Come on how hard can this be.

    Now I've mentioned this before but it really is worth repeating, especially since it may save you a few bob one day. I searched for the cheapest ferry crossing from Helsinki to Tallinn in Estonia on the internet. I used one of those comparison web sites which promises to find you the cheapest fare. It came back with a selection. The cheapest being £250 which, for a 2.5 hour crossing, is robbery. I then searched for ferry companies in Helsinki and found one called Eckeroline. I checked their web site and they came back with £151. Comparison web sites rarely search all providers of services. They search only those that they have an agreement with.

    Eckeroline wants us to check in a hour before departure. Hazel rather cuttingly suggested that was because they wanted to make sure they had enough oars. - You'd think she'd know by now that I do all the jokes-.

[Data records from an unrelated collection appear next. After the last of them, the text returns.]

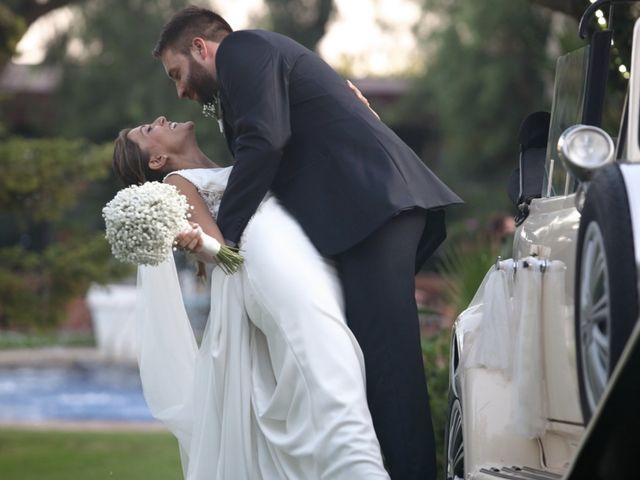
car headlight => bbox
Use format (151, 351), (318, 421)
(558, 125), (615, 181)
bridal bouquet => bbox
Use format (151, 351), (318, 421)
(102, 182), (244, 274)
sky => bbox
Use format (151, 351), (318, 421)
(14, 0), (420, 77)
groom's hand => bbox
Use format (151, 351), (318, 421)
(174, 222), (202, 253)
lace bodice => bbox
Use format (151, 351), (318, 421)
(165, 167), (232, 220)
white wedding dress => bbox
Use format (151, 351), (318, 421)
(138, 168), (389, 480)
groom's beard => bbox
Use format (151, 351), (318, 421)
(187, 59), (218, 105)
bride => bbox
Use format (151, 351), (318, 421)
(113, 117), (389, 480)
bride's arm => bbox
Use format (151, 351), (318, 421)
(164, 175), (224, 262)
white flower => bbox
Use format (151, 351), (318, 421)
(102, 182), (190, 265)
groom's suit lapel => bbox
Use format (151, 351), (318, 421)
(220, 92), (235, 157)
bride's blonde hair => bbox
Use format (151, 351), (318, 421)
(112, 128), (207, 281)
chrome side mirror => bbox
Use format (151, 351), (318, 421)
(558, 125), (615, 182)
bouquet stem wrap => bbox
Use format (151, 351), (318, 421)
(202, 232), (244, 274)
(102, 182), (244, 274)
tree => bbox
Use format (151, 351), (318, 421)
(404, 0), (553, 216)
(265, 0), (335, 50)
(531, 0), (589, 20)
(0, 0), (89, 71)
(0, 138), (128, 328)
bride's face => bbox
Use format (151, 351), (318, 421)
(127, 117), (196, 157)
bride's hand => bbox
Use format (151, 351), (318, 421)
(174, 222), (202, 253)
(347, 80), (380, 120)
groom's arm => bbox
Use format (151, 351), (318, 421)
(216, 31), (291, 244)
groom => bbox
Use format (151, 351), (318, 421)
(153, 7), (461, 479)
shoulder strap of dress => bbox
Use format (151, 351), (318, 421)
(162, 170), (198, 187)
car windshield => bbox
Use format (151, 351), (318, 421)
(542, 45), (590, 197)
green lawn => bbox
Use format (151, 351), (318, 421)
(0, 429), (182, 480)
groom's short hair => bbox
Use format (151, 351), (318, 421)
(153, 6), (233, 58)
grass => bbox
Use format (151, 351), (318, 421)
(0, 331), (96, 350)
(0, 429), (182, 480)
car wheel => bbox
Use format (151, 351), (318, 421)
(444, 392), (464, 480)
(575, 165), (638, 423)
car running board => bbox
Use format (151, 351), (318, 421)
(480, 467), (562, 480)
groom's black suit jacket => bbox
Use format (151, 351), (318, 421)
(216, 30), (461, 257)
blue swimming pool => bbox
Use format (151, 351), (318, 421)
(0, 365), (153, 422)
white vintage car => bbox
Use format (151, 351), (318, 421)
(445, 0), (640, 480)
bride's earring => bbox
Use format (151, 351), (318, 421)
(149, 155), (169, 170)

    Just a small anecdote: We had an interesting chat with an Australia couple who are touring Europe in a rented motor home. He insisted we should stay in touch so I walked to his van so he could give me his email address. I admired the new German built motor-home he had hired. He told me it came with just 160 miles on the clock when he picked it up. They told him to look after it as they handed him the keys. It was about then I notice a circular five inch hole cut into the door. Christ! I said, what's happened here?. Ah! he says, in a cheerful Aussie accent, “funny that mate. I had to cut a blooming hole in the door”. “Why?” I ask. “Well darnedest thing, we shut's the door one day and the bloody thing refuses to open. So I had to cut a hole to get to the gubbins inside, but no worries mate I've fixed it”. He tells me this like a man seriously satisfied with his handy-work. Right I say, doubting that the rental company is going to be quite so chuffed.